If you have a Web site and are thinking about offering a mobile-optimized version, first, good for you and second, you’ve got a decision to make. To .mobi or not to .mobi? That is the question. And, it’s an interesting one.
In 2006, .mobi, sometimes called dotmobi, was introduced as a TLD (Top Level Domain) and touted as the industry standard for mobile-optimized Web sites. But, in an industry where things move faster than the speed of light, it didn’t take long for other technical solutions for the Mobile Web to appear. From iPhone innovations and mini-browsers to services that can convert your existing Web site into a mobile-optimized site and host it on a subdomain, there are options to using a traditional .mobi domain.
It’s not exactly a format war on the same level as the VHS vs Betamax battle of the early 1970’s or the more recent Blu-Ray vs HD DVD skirmish, but it’s worth keeping an eye on. .mobi certainly has some heavy hitters behind it. Nokia, Microsoft and Google are just some of the Internet giants who support .mobi. Having the backing of some of the biggest players in the game isn’t necessarily a guarantee for success, but it sure doesn’t hurt.

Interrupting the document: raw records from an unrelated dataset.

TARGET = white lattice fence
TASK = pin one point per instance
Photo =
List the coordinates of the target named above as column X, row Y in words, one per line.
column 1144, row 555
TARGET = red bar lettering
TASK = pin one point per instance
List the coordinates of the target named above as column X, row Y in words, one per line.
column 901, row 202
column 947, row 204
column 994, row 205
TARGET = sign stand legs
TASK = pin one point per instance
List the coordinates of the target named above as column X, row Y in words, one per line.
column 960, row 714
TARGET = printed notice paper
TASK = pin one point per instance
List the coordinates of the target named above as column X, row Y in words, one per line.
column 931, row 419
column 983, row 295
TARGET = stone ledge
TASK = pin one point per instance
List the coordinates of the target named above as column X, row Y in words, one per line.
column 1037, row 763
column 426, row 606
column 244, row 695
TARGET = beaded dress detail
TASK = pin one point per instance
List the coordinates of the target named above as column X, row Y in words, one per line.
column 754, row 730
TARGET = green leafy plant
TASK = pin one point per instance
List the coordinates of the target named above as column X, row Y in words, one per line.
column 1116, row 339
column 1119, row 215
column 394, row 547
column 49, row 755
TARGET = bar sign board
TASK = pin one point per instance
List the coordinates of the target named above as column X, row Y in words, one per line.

Getting a .mobi domain isn’t as important as it once was. It’s certainly not a requirement for having a great mobile site. But for now, using a .mobi domain still has an advantage over the other Mobile Web solutions. From a user’s point of view, if it ends in .mobi they know the Web site will work on their phone. It takes the guesswork out of mobile surfing and keeps users from having to cram even more addresses into their already over-stuffed brain. That may seem like a small thing, and, it’s more perception than reality, but your business needs every edge it can get. .mobi gives you clear branding and gives your users confidence in the accessibility of your site.
There’s no right or wrong answer to the original question. Whether you choose a .mobi site or another solution, the key to your business’ success is to get into the game. With over 60 million mobile Web users in the US alone, you can’t afford to sit this one out.